したがって、本当に脱官僚依存を実現できるかどうかは、まず民主党自身の力量にかかる。次に、基本政策の決定過程で従来のような官僚の強い影響力を排除する仕組みづくりが必要だ。
官僚は基本的情報と政策の選択肢を示す。国民から権限を負託された政治家が最終決定する。この基本原則を貫かねばならない。
民主党政策を批判してきた事務次官たちは「政権の方針を聞いて対応する」とひとまず低姿勢の様子だ。それでも、霞が関が簡単に既得権益を手放すはずもない。霞が関の一部には、影響力を行使するために、はやくも政策決定の中核となる国家戦略局に「どの省が何人送り込む」といった噂(うわさ)が駆け巡っている。

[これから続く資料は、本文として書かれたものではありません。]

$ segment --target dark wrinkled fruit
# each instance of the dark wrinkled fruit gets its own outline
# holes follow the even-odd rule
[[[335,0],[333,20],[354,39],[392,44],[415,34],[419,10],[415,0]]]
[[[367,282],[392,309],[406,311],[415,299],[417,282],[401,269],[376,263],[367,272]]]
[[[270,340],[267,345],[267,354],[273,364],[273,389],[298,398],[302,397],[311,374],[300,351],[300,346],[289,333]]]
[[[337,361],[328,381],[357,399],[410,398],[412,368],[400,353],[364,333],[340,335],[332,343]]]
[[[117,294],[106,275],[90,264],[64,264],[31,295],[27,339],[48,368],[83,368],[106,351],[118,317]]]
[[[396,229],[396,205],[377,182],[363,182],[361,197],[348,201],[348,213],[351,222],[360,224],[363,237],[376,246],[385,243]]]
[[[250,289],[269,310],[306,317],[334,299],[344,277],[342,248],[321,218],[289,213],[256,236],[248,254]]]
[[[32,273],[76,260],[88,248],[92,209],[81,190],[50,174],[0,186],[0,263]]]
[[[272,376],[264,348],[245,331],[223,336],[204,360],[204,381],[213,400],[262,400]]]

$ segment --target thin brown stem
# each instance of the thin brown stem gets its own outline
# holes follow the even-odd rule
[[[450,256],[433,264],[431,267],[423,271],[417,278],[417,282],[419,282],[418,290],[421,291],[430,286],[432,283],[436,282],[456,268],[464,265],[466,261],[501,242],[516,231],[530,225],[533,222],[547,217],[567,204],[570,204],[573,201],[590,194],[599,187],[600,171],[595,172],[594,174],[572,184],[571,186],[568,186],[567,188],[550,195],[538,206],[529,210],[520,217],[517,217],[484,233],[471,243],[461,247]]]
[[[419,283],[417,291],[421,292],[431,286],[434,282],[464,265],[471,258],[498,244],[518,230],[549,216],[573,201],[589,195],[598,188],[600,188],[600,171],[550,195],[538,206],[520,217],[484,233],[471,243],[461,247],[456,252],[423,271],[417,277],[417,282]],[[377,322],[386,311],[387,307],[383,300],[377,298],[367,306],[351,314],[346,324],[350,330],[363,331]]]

役人の天下り天国と化した独立行政法人には施設整備費補助金や委託費など潤沢な予算がついたままだ。予算編成を根本から見直して、官僚の既得権益を断ち切ろうとすれば、各省と正面衝突する局面も十分に予想される。
まず組閣と官邸を支える官僚人事、そして外交案件と政権が忙しく動きだす。官僚に主導権を奪われぬよう、予算編成・税制改正を含めて政治日程は慣例にとらわれず柔軟に考えていい。